Train LSTM on the augmented training data
Now we train the LSTM on the augmented training data set. This uses half the number of non-augmented training data as the previous model.
tagger = LightningLSTMTagger(
EMBEDDING_DIM,
HIDDEN_DIM
)
trainer = pl.Trainer(
max_epochs=30,
gradient_clip_val=100
)
GPU available: True, used: False
TPU available: False, using: 0 TPU cores
trainer.fit(
model=tagger,
train_dataloader=ner_aug_train_ds,
val_dataloaders=ner_valid_ds
)
| Name | Type | Params
----------------------------------------------
0 | word_embeddings | Embedding | 4 M
1 | lstm | LSTM | 395 K
2 | fc | Linear | 4 K
Saving latest checkpoint..
test_res = trainer.test(model=tagger, test_dataloaders=ner_test_ds, verbose=0)

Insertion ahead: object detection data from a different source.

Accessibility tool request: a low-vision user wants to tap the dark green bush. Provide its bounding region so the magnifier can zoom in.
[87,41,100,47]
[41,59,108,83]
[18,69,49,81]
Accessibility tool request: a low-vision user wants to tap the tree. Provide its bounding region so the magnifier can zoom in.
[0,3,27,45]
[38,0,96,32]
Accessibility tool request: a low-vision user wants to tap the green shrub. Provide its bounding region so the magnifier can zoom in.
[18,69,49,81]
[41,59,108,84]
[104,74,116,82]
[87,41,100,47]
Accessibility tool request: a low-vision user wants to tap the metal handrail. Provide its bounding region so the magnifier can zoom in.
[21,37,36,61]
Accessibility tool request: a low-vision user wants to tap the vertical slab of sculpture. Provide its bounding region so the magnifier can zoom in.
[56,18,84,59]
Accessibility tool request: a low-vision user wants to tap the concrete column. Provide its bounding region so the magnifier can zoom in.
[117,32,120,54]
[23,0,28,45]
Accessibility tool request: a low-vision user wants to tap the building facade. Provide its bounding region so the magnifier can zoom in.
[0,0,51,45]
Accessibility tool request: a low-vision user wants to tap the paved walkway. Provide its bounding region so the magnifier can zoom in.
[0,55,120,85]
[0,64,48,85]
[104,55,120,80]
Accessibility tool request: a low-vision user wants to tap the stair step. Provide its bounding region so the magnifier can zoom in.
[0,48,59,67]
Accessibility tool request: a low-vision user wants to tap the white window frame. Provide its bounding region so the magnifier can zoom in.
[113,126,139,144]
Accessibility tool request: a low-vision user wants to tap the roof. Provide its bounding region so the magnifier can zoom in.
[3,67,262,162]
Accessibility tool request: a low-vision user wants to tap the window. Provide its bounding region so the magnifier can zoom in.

print("Test F1-Score: {:.1%}".format(np.mean([res["test_f1"] for res in test_res])))
Test F1-Score: 32.4%
Notice, that we could achieve a similar F1-score as above using only half the data. This is quite nice!
Wrap-up
We saw how to use transformer models to augment small datasets for named entity recognition. We probably could improve the performance of the approach by fine-tuning the used language model on the available training data or a larger domain specific dataset. Give it a try and let me know how it works for you. Try to apply this approach to other architecture like character LSTMs.